Nesse “hoje de Deus” e nessa sociedade do espetáculo, o sacerdote muitas vezes vem perdendo o significado da vida interior. Muitas vezes, perde o contato com Cristo na Eucaristia e em outros exercícios de piedade. Perde o encanto de estar numa autêntica intimidade com Cristo. O sacerdote deve ser o eterno amigo de Cristo. É muito triste ver um sacerdote que, aos poucos, está perdendo o encantamento em viver e agir in persona Christi.

No entanto, sabendo da força que a realidade do espetáculo nos impõe, somos chamados à compreensão do nosso sacerdócio para sermos e agirmos com maestria nesse mundo do espetáculo. A sociedade do espetáculo nos condiciona a perder o verdadeiro sentido da dimensão ontológica e funcional do sacerdócio.

Ser sacerdote: a configuração com Cristo

Pelo sacramento da ordem, os presbíteros configuram-se a Cristo sacerdote (...) e por razão especial têm obrigação de adquirir tal perfeição (...) instrumentos vivos de Cristo, eterno sacerdote (...). Como, pois, todo sacerdote faz a seu modo as vezes da pessoa de Cristo, é também enriquecido com uma graça particular para, servindo ao povo a ele confiado e a todo o povo de Deus, possa alcançar mais aptamente a perfeição daquele de quem faz as vezes, e para que a santidade daquele que por nós se fez pontífice ‘santo, sem mancha, separado dos pecadores’ (Hb 7,26) cure a fraqueza da carne humana” (Presbyterorum Ordinis, 12).

“O sacerdote deve ser um homem que conhece Jesus a partir de dentro, que se encontrou com ele e aprendeu a amá-lo. Por isso, o sacerdote deve ser, antes de tudo, um homem de oração, um homem realmente ‘espiritual’. Sem este forte conteúdo espiritual ele não é capaz de perseverar em seu ministério com o passar do tempo. Deve aprender também com Cristo a não construir uma vida interessante e agradável para si, mas trabalhar para Cristo, centro único de toda pastoral” (Ratzinger, J. Compreender a Igreja hoje, p.80).

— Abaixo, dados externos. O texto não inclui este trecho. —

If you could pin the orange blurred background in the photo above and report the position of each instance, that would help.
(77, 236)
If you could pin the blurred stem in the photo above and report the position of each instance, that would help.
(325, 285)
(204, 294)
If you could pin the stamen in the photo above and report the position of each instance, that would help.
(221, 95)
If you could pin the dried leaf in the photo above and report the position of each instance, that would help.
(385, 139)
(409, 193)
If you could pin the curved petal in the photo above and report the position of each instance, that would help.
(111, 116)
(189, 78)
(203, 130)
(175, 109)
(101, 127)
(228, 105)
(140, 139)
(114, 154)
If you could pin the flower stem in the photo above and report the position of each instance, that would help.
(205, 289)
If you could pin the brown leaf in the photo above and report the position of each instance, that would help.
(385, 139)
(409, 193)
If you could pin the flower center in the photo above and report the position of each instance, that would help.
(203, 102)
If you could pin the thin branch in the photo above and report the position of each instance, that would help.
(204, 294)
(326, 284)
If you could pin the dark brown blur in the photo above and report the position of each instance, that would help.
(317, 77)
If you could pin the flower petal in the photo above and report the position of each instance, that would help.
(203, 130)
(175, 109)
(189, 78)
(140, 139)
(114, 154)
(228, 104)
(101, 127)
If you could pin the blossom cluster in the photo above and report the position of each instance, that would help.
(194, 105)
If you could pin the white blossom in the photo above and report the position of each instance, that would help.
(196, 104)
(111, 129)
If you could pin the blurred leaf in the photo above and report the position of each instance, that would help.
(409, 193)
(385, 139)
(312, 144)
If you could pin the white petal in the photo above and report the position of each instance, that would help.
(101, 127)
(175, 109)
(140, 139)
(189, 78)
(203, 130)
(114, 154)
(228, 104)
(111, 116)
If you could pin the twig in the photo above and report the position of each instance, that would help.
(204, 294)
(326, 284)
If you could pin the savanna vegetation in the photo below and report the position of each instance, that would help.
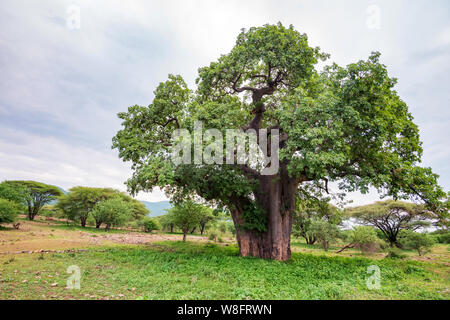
(234, 232)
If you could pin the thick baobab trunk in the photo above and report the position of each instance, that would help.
(277, 197)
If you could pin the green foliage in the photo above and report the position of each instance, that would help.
(80, 201)
(442, 237)
(417, 241)
(309, 209)
(113, 212)
(149, 224)
(8, 211)
(345, 124)
(186, 216)
(392, 216)
(212, 236)
(34, 194)
(13, 192)
(394, 253)
(365, 238)
(325, 232)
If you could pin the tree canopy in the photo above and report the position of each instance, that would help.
(34, 194)
(341, 124)
(390, 217)
(80, 201)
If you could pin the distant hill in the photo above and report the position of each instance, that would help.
(157, 208)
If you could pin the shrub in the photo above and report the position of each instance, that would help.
(366, 239)
(325, 232)
(8, 211)
(212, 236)
(394, 253)
(420, 242)
(149, 224)
(363, 238)
(112, 212)
(442, 237)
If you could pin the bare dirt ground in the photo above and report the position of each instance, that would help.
(45, 235)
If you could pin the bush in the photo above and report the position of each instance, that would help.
(8, 211)
(149, 224)
(365, 239)
(420, 242)
(443, 238)
(394, 253)
(212, 236)
(112, 212)
(325, 232)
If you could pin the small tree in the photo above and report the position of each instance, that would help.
(365, 238)
(392, 216)
(206, 217)
(79, 202)
(166, 222)
(13, 192)
(113, 212)
(308, 210)
(325, 232)
(417, 241)
(35, 195)
(186, 216)
(149, 224)
(8, 211)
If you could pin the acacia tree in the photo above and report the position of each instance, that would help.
(113, 211)
(390, 217)
(344, 124)
(186, 215)
(35, 195)
(80, 201)
(309, 210)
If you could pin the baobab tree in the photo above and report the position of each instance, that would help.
(343, 124)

Bento XVI sempre se preocupou com a identidade do sacerdócio. O sinal mais evidente do seu desejo de reorientar a identidade do presbitério, mediante o significado da vida ministerial e da formação eclesiástica, foi a indicação do ano sacerdotal, que desejou dedicar à figura de João Batista Maria Vianney, mais conhecido como o Santo Cura d’Ars, na circunstância do 150º aniversário de sua morte. Esse homem representava o modelo do “apaixonado por Cristo” e o verdadeiro segredo de seu êxito pastoral era “o amor que nutria pelo mistério eucarístico anunciado, celebrado e vivido, que se tornou amor pelo rebanho de Cristo, os cristãos, e por todas as pessoas que procuram a Deus” (Ganswein, Georg. Nada Além da Verdade, p.133).

O sacerdote, na dinâmica ontológica-funcional

O Papa Bento sempre teve em mente que a visão comum no mundo moderno tem dificuldade em relação ao sagrado, enquanto a funcionalidade se torna a única categoria decisiva, de sorte que a concepção católica do sacerdócio poderia correr o risco de perder sua consideração natural, às vezes inclusive no interior da consciência eclesial.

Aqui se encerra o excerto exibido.